Now that our life is getting back onto a more even keel (knock on wood) we are trying to practice vegetarianism more. My 15 year old is the most devout vegetarian in the family. He has consistently been vegetarian since about last April. The rest of us, however, have not been very good at avoiding meat lately. To be honest, we have had to make use of some charitable food sources and have found them to be heavy on the meat. The saying, "Beggars can't be choosers," immediately comes to mind.

But as we have more power to decide for ourselves what we eat, I am trying to merge back onto the vegetarian highway. ;-)

I have a small collection of recipes that I can fall back on. But generally, I have found that most of my veggie recipes don't go over well with the kids.
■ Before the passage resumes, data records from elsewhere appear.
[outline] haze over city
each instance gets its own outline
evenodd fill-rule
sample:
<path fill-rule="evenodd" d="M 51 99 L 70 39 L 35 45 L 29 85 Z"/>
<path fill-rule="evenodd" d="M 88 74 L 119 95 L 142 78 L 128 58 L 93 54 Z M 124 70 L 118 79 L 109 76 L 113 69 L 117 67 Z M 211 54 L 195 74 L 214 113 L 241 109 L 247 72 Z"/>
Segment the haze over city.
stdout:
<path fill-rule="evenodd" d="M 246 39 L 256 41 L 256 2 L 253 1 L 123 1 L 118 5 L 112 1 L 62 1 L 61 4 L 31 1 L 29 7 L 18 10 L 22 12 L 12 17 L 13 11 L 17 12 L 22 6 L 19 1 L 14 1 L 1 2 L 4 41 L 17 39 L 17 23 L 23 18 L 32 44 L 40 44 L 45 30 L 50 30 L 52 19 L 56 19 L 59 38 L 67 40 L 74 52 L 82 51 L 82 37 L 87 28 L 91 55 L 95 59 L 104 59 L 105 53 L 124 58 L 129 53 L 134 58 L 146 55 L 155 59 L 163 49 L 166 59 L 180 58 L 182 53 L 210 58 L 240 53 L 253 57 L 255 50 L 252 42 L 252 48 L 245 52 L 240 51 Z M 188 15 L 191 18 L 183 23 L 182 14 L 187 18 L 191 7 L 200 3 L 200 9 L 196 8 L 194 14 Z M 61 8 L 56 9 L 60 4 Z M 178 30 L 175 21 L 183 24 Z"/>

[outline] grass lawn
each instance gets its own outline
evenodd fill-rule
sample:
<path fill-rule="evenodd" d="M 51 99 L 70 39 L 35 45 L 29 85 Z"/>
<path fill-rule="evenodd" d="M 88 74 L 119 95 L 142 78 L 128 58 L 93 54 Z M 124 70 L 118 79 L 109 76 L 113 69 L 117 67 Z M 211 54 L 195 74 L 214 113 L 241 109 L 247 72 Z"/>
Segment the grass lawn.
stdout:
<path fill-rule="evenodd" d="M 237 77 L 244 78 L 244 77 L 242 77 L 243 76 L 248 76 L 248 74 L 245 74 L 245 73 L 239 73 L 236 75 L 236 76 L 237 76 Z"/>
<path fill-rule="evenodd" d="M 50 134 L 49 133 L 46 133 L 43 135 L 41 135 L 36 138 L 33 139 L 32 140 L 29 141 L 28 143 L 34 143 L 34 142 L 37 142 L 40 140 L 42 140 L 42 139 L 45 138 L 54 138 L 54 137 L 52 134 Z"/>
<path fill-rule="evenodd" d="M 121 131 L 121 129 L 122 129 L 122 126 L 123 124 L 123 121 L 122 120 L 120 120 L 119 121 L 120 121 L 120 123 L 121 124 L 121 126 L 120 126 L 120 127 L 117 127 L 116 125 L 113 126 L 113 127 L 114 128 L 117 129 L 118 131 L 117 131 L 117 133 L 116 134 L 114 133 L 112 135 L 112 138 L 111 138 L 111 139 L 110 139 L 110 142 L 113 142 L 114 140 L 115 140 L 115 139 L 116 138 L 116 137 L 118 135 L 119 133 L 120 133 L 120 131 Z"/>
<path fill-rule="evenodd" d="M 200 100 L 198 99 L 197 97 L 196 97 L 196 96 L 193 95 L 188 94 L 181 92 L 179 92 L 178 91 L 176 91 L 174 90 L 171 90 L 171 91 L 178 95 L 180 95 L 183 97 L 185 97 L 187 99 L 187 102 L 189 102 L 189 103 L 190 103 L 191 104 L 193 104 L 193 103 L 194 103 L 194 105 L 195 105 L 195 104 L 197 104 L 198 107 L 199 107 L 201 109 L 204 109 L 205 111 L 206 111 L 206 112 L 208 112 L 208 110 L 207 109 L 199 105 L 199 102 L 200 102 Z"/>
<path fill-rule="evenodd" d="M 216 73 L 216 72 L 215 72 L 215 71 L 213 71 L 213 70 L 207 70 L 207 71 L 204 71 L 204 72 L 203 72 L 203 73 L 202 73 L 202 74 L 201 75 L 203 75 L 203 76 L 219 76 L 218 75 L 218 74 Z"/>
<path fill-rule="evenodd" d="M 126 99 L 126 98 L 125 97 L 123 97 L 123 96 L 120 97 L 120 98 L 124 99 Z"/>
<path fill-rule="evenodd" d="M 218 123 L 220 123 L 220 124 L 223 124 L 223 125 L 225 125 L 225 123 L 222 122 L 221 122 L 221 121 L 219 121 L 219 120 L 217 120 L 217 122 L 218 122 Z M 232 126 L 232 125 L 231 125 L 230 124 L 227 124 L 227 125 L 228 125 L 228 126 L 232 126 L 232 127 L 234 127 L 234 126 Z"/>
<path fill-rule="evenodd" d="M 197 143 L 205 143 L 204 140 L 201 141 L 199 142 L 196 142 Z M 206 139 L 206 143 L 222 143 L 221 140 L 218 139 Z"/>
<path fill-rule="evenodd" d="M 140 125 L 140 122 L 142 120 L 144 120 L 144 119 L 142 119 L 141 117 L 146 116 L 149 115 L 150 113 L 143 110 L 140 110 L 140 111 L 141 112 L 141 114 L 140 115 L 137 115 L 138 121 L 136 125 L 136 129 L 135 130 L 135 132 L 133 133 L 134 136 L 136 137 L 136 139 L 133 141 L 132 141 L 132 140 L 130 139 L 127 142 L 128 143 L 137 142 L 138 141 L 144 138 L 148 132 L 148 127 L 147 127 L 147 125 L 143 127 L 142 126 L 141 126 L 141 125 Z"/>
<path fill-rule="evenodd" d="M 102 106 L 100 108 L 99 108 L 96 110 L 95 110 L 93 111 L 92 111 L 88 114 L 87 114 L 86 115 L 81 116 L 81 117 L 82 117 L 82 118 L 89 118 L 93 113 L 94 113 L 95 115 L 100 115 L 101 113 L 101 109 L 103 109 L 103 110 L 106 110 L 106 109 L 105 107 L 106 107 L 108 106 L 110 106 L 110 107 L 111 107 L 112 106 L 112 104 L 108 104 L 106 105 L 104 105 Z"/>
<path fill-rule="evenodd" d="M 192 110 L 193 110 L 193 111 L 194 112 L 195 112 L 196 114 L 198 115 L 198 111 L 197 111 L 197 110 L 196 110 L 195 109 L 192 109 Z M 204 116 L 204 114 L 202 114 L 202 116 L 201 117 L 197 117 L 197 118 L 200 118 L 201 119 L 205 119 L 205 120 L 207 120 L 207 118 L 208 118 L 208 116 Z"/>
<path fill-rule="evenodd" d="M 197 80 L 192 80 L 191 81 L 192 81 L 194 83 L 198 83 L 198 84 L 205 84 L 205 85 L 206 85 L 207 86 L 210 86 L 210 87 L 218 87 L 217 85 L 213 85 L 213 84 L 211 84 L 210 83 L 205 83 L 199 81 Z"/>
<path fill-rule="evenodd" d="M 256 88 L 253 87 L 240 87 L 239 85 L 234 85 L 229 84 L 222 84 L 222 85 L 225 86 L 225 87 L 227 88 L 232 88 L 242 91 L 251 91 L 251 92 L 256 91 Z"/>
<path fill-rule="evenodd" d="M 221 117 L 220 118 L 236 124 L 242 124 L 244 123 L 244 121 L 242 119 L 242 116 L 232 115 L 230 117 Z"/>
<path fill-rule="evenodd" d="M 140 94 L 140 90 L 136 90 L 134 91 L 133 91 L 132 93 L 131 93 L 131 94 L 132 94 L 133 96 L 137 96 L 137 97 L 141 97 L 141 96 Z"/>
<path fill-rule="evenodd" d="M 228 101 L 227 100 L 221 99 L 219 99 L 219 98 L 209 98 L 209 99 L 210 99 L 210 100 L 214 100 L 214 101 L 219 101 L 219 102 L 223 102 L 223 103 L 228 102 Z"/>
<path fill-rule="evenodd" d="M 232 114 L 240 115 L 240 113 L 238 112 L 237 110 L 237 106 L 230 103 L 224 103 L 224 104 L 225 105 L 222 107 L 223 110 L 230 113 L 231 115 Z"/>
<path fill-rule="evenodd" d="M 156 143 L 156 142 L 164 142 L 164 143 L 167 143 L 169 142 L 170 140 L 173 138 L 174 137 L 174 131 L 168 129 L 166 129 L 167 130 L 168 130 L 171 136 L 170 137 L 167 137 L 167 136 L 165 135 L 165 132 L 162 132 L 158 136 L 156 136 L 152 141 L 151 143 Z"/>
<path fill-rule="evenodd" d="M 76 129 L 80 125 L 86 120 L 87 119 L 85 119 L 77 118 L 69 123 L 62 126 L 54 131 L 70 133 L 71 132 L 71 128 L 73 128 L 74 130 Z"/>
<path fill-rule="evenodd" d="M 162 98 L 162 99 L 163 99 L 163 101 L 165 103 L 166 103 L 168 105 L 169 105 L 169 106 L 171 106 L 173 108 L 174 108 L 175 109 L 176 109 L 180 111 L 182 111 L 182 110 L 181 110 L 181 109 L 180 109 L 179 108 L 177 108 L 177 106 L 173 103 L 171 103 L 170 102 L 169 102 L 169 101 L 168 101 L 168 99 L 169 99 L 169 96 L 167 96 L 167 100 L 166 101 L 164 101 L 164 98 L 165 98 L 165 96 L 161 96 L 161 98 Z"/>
I look at vegetarian websites and vegetarian cookbooks and find recipes that are just not very tasty to kids. Now, as an adult, I often love the recipes. But if I have to listen to complaining during every meal or watch my son's pants slide down on him and see his ribs because he's so thin, I need to find something else.

There especially seems to be a dearth of plain old vegetarian websites. The "in" thing seems to be vegan. Hey, at this point, I'm doing well just to get my kids to cut out meat - I'm not ready to push it.

And I do admit to being more than a little put off at the holier-than-thou tone on some of the websites. Contrary to what some may think, meat eaters are not bad or even stupid. Different people have different opinions. A little more respect for that reality would be welcome, as far as I'm concerned.

Anyway, I've added a few links to my blog over on the right side of the page. I'm hoping to find some good resources to jumpstart our veggie eating again. If any of my readers knows of a good website or can recommend a family-friendly veggie cookbook, please leave me a comment. Thanks!